Each yurt sits on a wood floor and is furnished with a queen size bed, table and chairs and seating area. There is no electricity running to the yurts, but each one has its own outdoor grill for cooking and plenty of windows which can be opened to let in the light. Since they have no heat or fireplaces, the yurts are not available for winter rentals, but will be ready for use once spring arrives.

Work is nearly completed on the park’s other new attraction, an 8,000-square foot splash pool, fitted with 16 different water features, a playground, picnic pavilion, restroom facilities and adjacent parking. Shanklin said, he and officials with the general contractor Warfield-based R.F. Howerton, tested all of the spray heads and they worked great. Construction is nearly complete on the nearby restroom facilities, which will wrap up the job. Shanklin said he is excited for the grand opening of the feature that will take place at a yet to be scheduled date in spring 2018.

Park Planner Bill Conkle with the Virginia Department of Conservation and Recreation said other projects in the works for Occoneechee in the next 10 years include:

» Conference center

» A new park office and welcome center

» Seven additional cabins

» Two new dock facilities for 20 tie ups near the cabins

» New 30-site campground

» Bathhouse for the equestrian campground

» Expansion of the internal trail system and connection to external trails

» Development of a multi-use hiking/biking trail parallel to the park road that connects park facilities

» Widening the main park roads

Shanklin emphasized that the 10-year time frame for the identified projects is a loose schedule. Their development and execution are contingent upon state funding, and of course the priorities of the incoming governor’s administration. “The improvements we’ve made to the park in the past several years are thanks to the efforts of Sen. Frank Ruff, and his push for funds.”

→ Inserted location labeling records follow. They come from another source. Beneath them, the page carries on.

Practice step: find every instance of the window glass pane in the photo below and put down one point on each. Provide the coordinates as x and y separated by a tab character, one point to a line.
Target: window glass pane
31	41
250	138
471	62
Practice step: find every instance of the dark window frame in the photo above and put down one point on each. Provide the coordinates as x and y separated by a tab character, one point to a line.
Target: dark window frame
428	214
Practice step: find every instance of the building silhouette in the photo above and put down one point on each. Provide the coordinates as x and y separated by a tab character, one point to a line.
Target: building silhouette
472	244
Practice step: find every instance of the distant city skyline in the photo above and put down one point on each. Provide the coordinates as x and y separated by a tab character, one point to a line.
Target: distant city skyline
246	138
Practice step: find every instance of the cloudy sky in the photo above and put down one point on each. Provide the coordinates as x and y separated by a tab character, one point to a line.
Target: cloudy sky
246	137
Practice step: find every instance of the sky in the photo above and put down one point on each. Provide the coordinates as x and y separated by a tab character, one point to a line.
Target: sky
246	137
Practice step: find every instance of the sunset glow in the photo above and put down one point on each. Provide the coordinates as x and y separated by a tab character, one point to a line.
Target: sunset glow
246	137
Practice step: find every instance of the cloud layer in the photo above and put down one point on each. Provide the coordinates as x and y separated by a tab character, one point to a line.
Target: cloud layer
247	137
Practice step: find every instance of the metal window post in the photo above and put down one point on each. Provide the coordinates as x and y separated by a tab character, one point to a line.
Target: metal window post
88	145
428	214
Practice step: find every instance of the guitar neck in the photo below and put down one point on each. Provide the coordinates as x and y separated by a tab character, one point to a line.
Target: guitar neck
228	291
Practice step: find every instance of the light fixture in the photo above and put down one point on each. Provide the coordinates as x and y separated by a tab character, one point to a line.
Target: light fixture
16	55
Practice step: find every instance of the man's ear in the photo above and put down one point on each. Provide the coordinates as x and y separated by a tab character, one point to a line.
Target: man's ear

The plan unveiled Thursday night was for 30 years, and included some more far-reaching projects. Conklin said development plans for Occoneechee for years 10-30 include renovating the current visitor center, construction of a new staff residence, enhancing the Occoneechee Plantation interpretive site, additional internal trail expansion, improvements to the amphitheater and construction of a performance center, construction of a discovery center associated with Native Americans of the region, development of a Native American interpretive trail with signage along the existing Panhandle Multiuse Trail, and construction of a boat landing site at the support center.

Not on the plan, but an initiative undertaken by Shanklin and his team this year was to make the park dark-sky compliant. It cost only a few thousand dollars, less than $5,000, said Shanklin. By changing lighting fixtures throughout the park, he reduced the amount of ambient light dispersed into the sky and improved opportunities for viewing starry nights and a nocturnal environment.

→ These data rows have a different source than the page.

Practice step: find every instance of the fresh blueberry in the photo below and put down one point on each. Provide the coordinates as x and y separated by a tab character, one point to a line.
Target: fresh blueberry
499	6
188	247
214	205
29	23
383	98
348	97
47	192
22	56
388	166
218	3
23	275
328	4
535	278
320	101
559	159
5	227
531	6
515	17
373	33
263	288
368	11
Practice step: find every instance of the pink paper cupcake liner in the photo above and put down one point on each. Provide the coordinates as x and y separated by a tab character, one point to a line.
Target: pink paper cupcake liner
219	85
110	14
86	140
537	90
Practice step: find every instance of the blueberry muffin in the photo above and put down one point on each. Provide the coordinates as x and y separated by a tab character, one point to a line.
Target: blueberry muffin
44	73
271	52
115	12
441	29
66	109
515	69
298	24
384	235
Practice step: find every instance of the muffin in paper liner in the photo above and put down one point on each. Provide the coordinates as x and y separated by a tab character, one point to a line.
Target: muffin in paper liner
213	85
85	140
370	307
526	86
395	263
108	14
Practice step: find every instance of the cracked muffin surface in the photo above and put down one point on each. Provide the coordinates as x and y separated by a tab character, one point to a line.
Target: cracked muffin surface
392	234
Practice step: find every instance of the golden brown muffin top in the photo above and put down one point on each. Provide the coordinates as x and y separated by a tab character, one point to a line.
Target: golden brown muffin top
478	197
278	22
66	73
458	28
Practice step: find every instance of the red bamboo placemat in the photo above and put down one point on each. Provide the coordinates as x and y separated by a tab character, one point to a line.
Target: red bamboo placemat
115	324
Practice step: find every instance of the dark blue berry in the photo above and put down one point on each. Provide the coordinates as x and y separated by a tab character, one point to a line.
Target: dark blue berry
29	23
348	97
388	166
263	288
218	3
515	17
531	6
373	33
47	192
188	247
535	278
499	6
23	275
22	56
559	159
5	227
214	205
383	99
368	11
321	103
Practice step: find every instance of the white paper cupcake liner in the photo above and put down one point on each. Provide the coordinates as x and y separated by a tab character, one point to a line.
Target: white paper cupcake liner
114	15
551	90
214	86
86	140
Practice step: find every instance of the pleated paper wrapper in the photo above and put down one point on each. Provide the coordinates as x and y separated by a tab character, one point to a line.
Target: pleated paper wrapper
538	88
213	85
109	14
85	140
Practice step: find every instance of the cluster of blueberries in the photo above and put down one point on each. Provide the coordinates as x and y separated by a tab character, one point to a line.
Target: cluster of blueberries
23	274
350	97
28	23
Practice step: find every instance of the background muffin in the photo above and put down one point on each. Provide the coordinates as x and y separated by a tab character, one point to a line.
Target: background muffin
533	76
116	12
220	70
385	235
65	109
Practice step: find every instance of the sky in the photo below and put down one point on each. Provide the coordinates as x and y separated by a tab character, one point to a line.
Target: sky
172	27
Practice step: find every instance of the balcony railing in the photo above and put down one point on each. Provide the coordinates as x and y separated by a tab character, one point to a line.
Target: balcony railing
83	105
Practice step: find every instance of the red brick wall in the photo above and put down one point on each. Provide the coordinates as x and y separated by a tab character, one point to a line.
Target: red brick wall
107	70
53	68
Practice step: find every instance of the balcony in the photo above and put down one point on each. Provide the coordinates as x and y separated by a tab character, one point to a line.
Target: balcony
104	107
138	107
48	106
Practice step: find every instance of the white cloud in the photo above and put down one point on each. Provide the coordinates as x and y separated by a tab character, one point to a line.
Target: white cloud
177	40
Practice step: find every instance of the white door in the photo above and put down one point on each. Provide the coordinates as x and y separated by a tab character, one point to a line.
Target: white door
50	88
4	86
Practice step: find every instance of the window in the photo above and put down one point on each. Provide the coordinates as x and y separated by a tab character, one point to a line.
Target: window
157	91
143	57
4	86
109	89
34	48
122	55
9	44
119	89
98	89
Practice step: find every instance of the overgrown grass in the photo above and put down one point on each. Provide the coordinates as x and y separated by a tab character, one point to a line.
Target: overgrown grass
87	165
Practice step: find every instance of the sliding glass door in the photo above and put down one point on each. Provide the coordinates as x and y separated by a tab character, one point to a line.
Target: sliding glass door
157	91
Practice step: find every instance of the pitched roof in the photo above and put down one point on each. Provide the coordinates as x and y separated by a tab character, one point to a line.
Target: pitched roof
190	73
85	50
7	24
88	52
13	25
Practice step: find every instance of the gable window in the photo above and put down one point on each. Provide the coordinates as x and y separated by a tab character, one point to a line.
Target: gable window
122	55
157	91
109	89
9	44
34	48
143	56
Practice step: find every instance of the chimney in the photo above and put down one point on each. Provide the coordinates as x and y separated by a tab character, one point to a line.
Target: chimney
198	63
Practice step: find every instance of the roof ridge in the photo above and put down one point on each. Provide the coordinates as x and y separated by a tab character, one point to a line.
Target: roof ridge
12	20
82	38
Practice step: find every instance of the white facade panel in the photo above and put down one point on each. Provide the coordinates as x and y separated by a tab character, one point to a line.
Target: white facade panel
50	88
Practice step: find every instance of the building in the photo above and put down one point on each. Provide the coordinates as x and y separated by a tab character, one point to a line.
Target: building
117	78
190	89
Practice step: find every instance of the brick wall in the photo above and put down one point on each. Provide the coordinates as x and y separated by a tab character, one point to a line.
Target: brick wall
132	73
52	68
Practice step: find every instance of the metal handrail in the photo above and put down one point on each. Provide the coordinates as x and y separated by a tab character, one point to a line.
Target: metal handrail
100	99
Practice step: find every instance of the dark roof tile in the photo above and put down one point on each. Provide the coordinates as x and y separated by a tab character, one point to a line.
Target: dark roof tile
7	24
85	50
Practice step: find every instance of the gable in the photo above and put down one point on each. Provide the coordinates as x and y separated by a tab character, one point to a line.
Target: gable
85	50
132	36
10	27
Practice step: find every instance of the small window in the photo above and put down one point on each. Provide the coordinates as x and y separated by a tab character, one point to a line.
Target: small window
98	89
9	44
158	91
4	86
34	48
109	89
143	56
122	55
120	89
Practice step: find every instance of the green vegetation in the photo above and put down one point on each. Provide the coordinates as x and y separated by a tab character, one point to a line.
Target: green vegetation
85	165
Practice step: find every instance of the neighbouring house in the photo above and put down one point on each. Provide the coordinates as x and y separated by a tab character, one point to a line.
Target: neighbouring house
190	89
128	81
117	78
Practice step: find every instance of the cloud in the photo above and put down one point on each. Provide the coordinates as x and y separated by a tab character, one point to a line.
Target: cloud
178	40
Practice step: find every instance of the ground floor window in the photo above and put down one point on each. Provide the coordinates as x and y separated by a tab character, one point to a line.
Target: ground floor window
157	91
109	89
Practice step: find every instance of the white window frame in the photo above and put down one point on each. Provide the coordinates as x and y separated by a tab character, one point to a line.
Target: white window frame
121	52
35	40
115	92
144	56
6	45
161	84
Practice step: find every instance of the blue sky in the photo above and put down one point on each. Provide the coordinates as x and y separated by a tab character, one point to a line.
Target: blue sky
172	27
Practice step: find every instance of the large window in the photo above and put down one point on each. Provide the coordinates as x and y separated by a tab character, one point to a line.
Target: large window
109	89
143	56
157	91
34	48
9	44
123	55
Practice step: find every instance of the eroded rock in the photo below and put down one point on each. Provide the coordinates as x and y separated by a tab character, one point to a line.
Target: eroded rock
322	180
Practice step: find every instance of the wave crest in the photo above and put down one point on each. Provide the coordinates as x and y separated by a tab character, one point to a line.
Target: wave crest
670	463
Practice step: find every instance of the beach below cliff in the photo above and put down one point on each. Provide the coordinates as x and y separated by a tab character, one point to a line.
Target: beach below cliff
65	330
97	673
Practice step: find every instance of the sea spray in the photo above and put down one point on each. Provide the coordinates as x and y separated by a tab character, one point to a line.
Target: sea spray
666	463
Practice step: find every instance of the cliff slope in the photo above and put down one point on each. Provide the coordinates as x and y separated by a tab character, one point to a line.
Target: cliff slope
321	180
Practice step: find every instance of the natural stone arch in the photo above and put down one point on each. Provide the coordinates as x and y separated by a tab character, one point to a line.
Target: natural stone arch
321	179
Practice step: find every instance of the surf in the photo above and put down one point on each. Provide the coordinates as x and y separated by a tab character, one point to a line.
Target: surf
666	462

Occoneechee because of its location adjacent to Buggs Island Lake is popular with anglers and boaters. The 2,700-acre park includes 13 cabins, 3 yurts, 48 campsites, an equestrian campground with 11 sites and 11 covered horse stalls offers easy access to the park’s trail system, picnic shelters, an amphitheater, playgrounds, boat ramps, splash park, and a private concession offering boat rentals and snacks.

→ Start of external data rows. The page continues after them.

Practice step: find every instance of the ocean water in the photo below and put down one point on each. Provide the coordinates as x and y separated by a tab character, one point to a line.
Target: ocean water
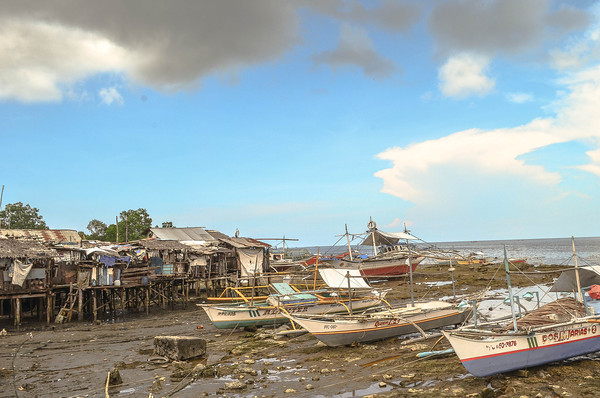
554	251
536	251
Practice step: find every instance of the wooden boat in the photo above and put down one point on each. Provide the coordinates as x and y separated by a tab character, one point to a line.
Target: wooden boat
289	300
381	267
390	258
559	330
484	352
339	330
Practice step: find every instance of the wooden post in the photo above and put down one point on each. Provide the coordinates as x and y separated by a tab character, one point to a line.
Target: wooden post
48	307
94	305
147	299
122	297
18	313
80	304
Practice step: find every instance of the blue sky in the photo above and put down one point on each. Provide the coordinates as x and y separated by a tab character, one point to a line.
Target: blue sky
464	120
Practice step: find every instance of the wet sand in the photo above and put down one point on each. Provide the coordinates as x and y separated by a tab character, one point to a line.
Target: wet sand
73	360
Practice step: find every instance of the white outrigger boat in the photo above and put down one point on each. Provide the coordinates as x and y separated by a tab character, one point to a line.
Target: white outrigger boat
288	300
559	330
339	330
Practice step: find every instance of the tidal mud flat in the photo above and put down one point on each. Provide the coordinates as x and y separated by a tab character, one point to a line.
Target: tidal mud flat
73	360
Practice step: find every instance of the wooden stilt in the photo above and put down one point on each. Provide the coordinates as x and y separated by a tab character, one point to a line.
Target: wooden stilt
122	298
18	313
80	304
94	305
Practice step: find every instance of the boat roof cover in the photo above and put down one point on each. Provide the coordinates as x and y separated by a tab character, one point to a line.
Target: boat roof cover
588	275
386	238
336	278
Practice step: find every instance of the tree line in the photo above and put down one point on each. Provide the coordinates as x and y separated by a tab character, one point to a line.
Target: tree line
129	225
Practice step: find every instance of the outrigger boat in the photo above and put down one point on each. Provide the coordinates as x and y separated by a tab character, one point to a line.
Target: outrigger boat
559	330
287	300
389	259
339	330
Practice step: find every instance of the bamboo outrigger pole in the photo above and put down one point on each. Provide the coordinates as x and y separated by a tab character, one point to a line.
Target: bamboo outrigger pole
512	306
576	271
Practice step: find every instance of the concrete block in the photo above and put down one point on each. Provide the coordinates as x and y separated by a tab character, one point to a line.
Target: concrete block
179	348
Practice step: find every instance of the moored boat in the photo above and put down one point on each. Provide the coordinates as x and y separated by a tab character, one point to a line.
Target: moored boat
339	330
559	330
484	352
287	301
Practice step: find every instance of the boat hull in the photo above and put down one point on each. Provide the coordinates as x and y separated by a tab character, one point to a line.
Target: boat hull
232	316
336	332
381	268
498	354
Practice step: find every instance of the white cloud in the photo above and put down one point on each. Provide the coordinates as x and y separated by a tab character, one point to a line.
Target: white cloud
464	75
110	95
519	98
50	59
422	172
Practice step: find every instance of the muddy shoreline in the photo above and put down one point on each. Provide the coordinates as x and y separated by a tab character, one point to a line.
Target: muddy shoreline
73	360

The park marina offers a fuel dock and boat slips with water and electric service for annual rentals. Six slips are available for rent to overnight camping and cabin guests. The park also has 20 miles of trails for hiking, biking and horseback riding. The visitor center and museum introduce visitors to Native American history and the indigenous Occoneechee people.

The park, located on Highway 58 just east of Clarksville is open year round from 8 a.m. to dusk.